Doch Schweigen im Angesicht eines Tyrannen macht den Tyrannen stärker. Das Hinwegsehen über Gewalttaten erzeugt mehr Gewalt. Die Neutralität zwischen Gut und Böse endet immer auf der Seite des Bösen.

Heute führt die Ukraine den Krieg ganz allein. Sie kämpft für die Werte, die Europa verteidigen sollte, deren Bedeutung es aber vergessen hat.
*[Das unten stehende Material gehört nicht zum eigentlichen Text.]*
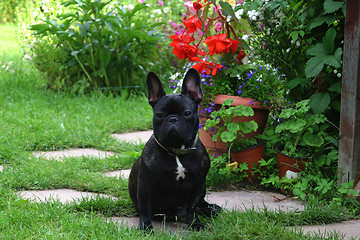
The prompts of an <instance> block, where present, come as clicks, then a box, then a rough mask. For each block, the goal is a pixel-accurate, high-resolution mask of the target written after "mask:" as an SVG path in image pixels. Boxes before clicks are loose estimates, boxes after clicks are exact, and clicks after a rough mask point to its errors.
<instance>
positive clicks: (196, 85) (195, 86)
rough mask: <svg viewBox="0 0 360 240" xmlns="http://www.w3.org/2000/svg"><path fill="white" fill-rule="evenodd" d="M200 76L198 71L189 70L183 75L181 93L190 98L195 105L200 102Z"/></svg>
mask: <svg viewBox="0 0 360 240" xmlns="http://www.w3.org/2000/svg"><path fill="white" fill-rule="evenodd" d="M200 82H201V80H200V75H199V73H198V71H197V70H196V69H194V68H191V69H190V70H189V71H188V72H187V73H186V75H185V78H184V82H183V85H182V88H181V93H182V94H184V95H187V96H188V97H190V98H191V99H192V100H193V101H194V102H195V103H196V104H199V103H200V102H201V101H202V97H203V94H202V90H201V86H200Z"/></svg>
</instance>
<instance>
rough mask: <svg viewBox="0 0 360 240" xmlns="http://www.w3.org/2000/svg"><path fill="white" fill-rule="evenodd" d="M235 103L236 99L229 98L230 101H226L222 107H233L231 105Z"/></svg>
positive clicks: (225, 101) (232, 98)
mask: <svg viewBox="0 0 360 240" xmlns="http://www.w3.org/2000/svg"><path fill="white" fill-rule="evenodd" d="M233 102H234V98H229V99H226V100H225V101H224V102H223V103H222V105H223V106H231V104H232V103H233Z"/></svg>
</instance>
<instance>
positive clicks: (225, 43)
mask: <svg viewBox="0 0 360 240" xmlns="http://www.w3.org/2000/svg"><path fill="white" fill-rule="evenodd" d="M240 2H241V3H239V4H235V5H234V6H231V5H230V4H229V3H228V2H224V1H220V2H219V4H218V5H217V4H215V1H210V0H197V1H195V2H192V5H190V6H189V7H188V11H187V12H188V14H187V15H185V16H184V19H183V25H184V28H183V30H182V31H181V32H179V33H177V34H174V35H171V36H170V38H171V39H172V42H171V44H170V46H172V47H173V48H174V49H173V53H174V54H175V55H176V56H177V57H178V58H179V60H187V61H189V67H193V68H195V69H197V70H198V72H199V73H200V74H201V76H202V83H203V91H204V96H205V99H204V100H205V101H204V102H203V104H204V105H203V107H204V109H205V110H206V111H208V112H211V111H212V106H213V105H214V104H213V103H212V101H213V97H214V96H215V95H216V94H226V95H235V96H242V97H250V98H254V99H255V100H257V101H260V102H261V103H263V104H264V105H265V104H272V102H271V101H272V99H273V97H274V96H281V94H279V91H281V89H282V88H281V78H282V75H280V74H279V73H278V72H277V71H276V70H273V69H272V68H271V67H270V66H265V65H263V64H262V65H258V64H249V59H248V57H247V54H246V52H248V51H249V47H248V46H247V44H246V41H245V40H246V39H247V36H248V35H250V34H251V29H250V25H249V23H248V20H256V17H257V14H256V13H254V11H248V14H247V15H246V14H245V11H244V9H243V8H244V6H245V5H244V4H243V1H240ZM172 81H175V79H173V80H172ZM171 87H174V88H176V87H177V86H176V84H174V85H172V86H171Z"/></svg>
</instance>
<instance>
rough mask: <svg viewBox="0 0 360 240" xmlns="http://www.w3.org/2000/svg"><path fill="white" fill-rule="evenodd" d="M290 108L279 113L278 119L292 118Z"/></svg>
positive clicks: (291, 114)
mask: <svg viewBox="0 0 360 240" xmlns="http://www.w3.org/2000/svg"><path fill="white" fill-rule="evenodd" d="M292 111H293V110H292V108H287V109H284V110H283V111H282V112H281V113H280V115H279V117H280V118H285V119H286V118H289V117H290V116H292Z"/></svg>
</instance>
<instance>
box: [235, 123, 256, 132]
mask: <svg viewBox="0 0 360 240" xmlns="http://www.w3.org/2000/svg"><path fill="white" fill-rule="evenodd" d="M239 125H240V130H241V132H243V133H244V134H247V133H251V132H255V131H256V130H257V129H258V124H257V123H256V122H255V121H254V120H251V121H250V122H240V123H239Z"/></svg>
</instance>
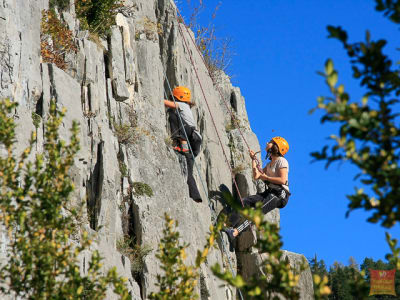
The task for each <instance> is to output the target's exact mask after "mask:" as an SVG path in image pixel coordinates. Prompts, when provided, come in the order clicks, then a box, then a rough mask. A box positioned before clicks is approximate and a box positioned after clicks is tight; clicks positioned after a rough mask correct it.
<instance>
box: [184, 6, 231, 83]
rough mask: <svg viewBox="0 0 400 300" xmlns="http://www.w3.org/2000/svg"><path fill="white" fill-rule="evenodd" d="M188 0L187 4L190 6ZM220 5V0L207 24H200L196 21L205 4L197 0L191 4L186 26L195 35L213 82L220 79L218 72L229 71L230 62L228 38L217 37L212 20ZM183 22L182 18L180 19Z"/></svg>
mask: <svg viewBox="0 0 400 300" xmlns="http://www.w3.org/2000/svg"><path fill="white" fill-rule="evenodd" d="M190 2H191V1H190V0H188V4H189V6H190ZM220 6H221V2H219V3H218V4H217V6H216V7H215V8H214V12H213V13H212V15H211V21H210V23H209V24H208V25H207V26H202V25H200V24H199V22H198V18H199V15H200V13H201V12H202V11H203V10H204V8H205V4H204V1H203V0H199V1H198V4H197V5H195V6H191V15H190V18H189V24H188V27H189V28H190V29H191V30H192V31H193V32H194V33H195V35H196V39H195V42H196V45H197V47H198V48H199V50H200V52H201V54H202V55H203V58H204V61H205V64H206V67H207V69H208V72H209V74H210V77H211V79H212V80H213V82H214V84H216V83H219V82H218V81H219V80H220V79H221V76H220V72H221V71H222V72H225V73H228V72H229V67H230V66H231V62H232V56H233V53H232V47H231V39H230V38H219V37H218V36H217V35H216V31H217V30H216V28H215V25H214V24H213V21H214V20H215V18H216V15H217V12H218V10H219V8H220ZM181 21H182V22H183V20H182V19H181Z"/></svg>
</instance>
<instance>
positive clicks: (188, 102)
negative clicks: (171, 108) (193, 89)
mask: <svg viewBox="0 0 400 300" xmlns="http://www.w3.org/2000/svg"><path fill="white" fill-rule="evenodd" d="M172 94H173V95H174V97H175V98H176V99H178V100H179V101H182V102H188V103H189V102H190V99H191V93H190V90H189V89H188V88H187V87H184V86H177V87H176V88H174V90H173V91H172Z"/></svg>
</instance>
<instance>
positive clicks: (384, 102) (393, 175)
mask: <svg viewBox="0 0 400 300" xmlns="http://www.w3.org/2000/svg"><path fill="white" fill-rule="evenodd" d="M377 2H378V3H380V2H381V1H377ZM389 2H391V1H389ZM396 3H400V1H397V2H396ZM397 7H398V6H397ZM388 9H390V8H388ZM388 14H389V15H390V13H388ZM328 31H329V33H330V37H333V38H336V39H339V40H340V41H341V42H342V44H343V46H344V48H345V49H346V50H347V54H348V55H349V57H350V59H351V60H350V61H351V64H352V70H353V77H354V78H356V79H359V80H360V84H361V86H363V87H365V88H366V93H365V96H364V97H363V98H362V99H361V101H350V95H349V94H348V93H347V92H345V89H344V85H339V86H338V85H337V82H338V72H337V71H336V70H335V69H334V65H333V62H332V61H331V60H328V61H327V62H326V64H325V71H324V73H321V75H323V76H324V77H325V79H326V82H327V84H328V86H329V88H330V91H331V93H332V96H331V97H319V98H318V108H319V109H322V110H323V111H324V115H323V117H322V118H321V122H322V123H324V122H332V123H339V124H340V130H339V135H338V136H336V135H331V139H333V140H334V141H335V143H336V144H335V145H334V146H325V147H324V148H323V149H322V151H320V152H314V153H312V156H313V157H314V158H315V159H316V160H326V161H327V166H329V164H330V163H332V162H334V161H338V160H346V161H349V162H350V163H352V164H354V165H355V166H356V167H357V168H358V169H359V170H360V173H359V174H358V175H357V176H358V177H360V178H361V182H362V184H363V185H365V186H366V187H367V188H368V189H371V193H373V196H370V195H369V193H367V192H366V191H364V189H362V188H360V189H356V192H355V193H354V194H352V195H348V196H347V197H348V199H349V200H350V203H349V211H348V214H349V213H350V212H351V211H352V210H354V209H357V208H363V209H365V210H368V211H372V216H371V217H370V218H369V219H368V221H369V222H372V223H377V222H379V221H381V224H382V225H383V226H385V227H392V226H393V225H394V224H395V223H396V222H397V221H399V220H400V202H399V201H398V199H400V181H399V180H398V178H399V177H400V166H399V160H400V150H399V149H400V127H399V114H398V113H397V111H398V107H397V106H396V105H398V102H399V101H398V100H397V99H396V98H395V97H397V96H399V95H400V77H399V71H400V70H399V66H398V65H394V63H393V62H392V60H391V59H390V58H389V57H388V56H386V55H385V54H384V53H383V47H384V46H385V45H386V41H385V40H382V39H381V40H378V41H372V40H371V38H370V34H369V32H367V34H366V41H365V42H357V43H349V42H348V37H347V33H346V31H344V30H343V29H341V28H340V27H333V26H328ZM369 100H372V103H369ZM396 108H397V109H396ZM328 150H330V151H328Z"/></svg>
Die Ukrainer kämpfen darum, die letzte Nation zu sein, die starke europäische Bestrebungen hat. Es ist eine junge Generation von Ukrainern, und sie wird diese Gewalt nicht verzeihen und auch die Feigheit nicht vergessen, die ihnen diesen Krieg eingebracht hat.

Wir werden unsere Töchter und Söhne lehren, dass es nur hilft, mutig gegen das Böse aufzustehen und trotz hoher Einsätze das Gute zu verteidigen. Nur das kann Frieden garantieren. Wenn Männer Kriege führen, liegt es somit an den Frauen, sie zu gewinnen.